Quasiment chaque année, le sujet de la durée de détention revient dans les discussions parlementaires. Faut-il exonérer les plus-values réalisées par les particuliers et si oui, faut-il primer une durée de détention courte ou longue ?

A ce jour, on rappellera que la résidence principale bénéficie d’une place à part dans ce débat, ce qui lui vaut la définition indirecte d’une niche fiscale que certains peuvent d’ailleurs critiquer.

Or ce cas particulier, le législateur a fait le choix de favoriser la détention longue en exonérant d’impôt les plus-values portant sur des biens détenus depuis plus de 30 ans. Cette règle vise à limiter la spéculation immobilière.

Cette incitation à « garder longtemps » est renforcée par un taux de droits d’enregistrement sensiblement plus élevé que pour les professionnels. Il s’agit en effet d’un taux d’environ 5,80%, ce qui peut avoir tendance à freiner la multiplication des transactions.  

Notons qu’il n’est pas nécessaire de conserver son bien immobilier 30 ans pour bénéficier d’un traitement fiscal de faveur à la revente. Dès 5 ans de détention, un forfait travaux de 15% peut permettre de majorer le prix d’acquisition (et ainsi réduire la plus-value taxable). D’autre part, une détention d’au moins 22 ans permet d’être exonéré d’impôt sur le revenu, de surtaxe, ainsi que de contribution exceptionnelle sur les hauts revenus.

IFI et transmission de patrimoine immobilier

L’IFI se calcule sur la valeur nette du patrimoine immobilier. Depuis 2018, le législateur a durci les règles s’agissant des passifs déductibles. Les comptes courants d’associés sont en principe exclus et les prêts bancaires qui sortent de l’ordinaire ne permettent plus d’optimisation fiscale. On peut par exemple citer le cas des prêts in fine qui doivent être fiscalement amortis, tout comme le prêt Lombard et autres conventions de prêts sans termes.

En conséquence de ces nouvelles règles, la dette bancaire n’est plus éternelle au plan fiscal.

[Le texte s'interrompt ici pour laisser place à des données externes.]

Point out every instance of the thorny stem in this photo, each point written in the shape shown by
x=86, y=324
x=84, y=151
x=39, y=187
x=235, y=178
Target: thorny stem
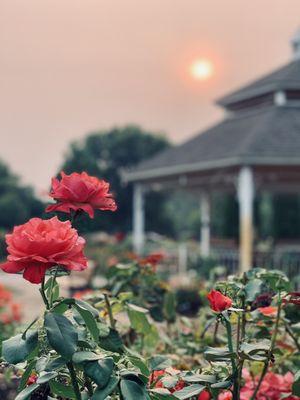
x=109, y=310
x=290, y=332
x=44, y=297
x=74, y=380
x=52, y=285
x=273, y=342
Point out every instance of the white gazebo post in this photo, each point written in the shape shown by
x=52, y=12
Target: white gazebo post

Dès lors que l’emprunt diminue chaque année, la valeur nette des actifs immobiliers augmente mécaniquement et l’IFI avec.

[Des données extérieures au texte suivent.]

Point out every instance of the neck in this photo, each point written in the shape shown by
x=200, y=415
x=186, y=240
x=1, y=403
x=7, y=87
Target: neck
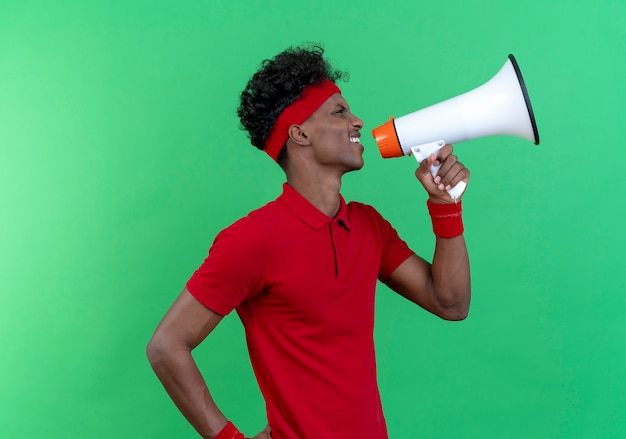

Les stratégies de refinancement sont bien souvent bancales et le risque d’une qualification d’abus de droit freine les conseils à ce sujet, sauf cas particulier. Le seul moyen de stopper l’augmentation de la valeur nette du patrimoine étant de vendre les actifs, certains y verront une incitation au renouvellement du patrimoine immobilier, d’autres un signe de plus de désaffection pour cet actif de la part du législateur. 

En matière de transmission, et partant du postulat que les biens ont été financés par emprunt, le raisonnement à adopter est le suivant.

Transmettre le bien directement ne permet pas de profiter de l’emprunt sur l’assiette taxable, sauf à donner la dette en même temps ce qui est souvent compliqué. 

En revanche si l’acquisition a eu lieu via une société, transmettre les parts sociales dès l’acquisition permet de donner sur la base d’une valeur quasiment nulle. A l’inverse, plus le donateur patiente avant de donner, plus la valeur des parts augmente et la transmission aura un coût fiscal. 

Dès lors, même si la durée de détention n’influe pas directement sur l’IFI et la transmission, le temps qui passe a toujours des conséquences indirectes sur la fiscalité immobilière.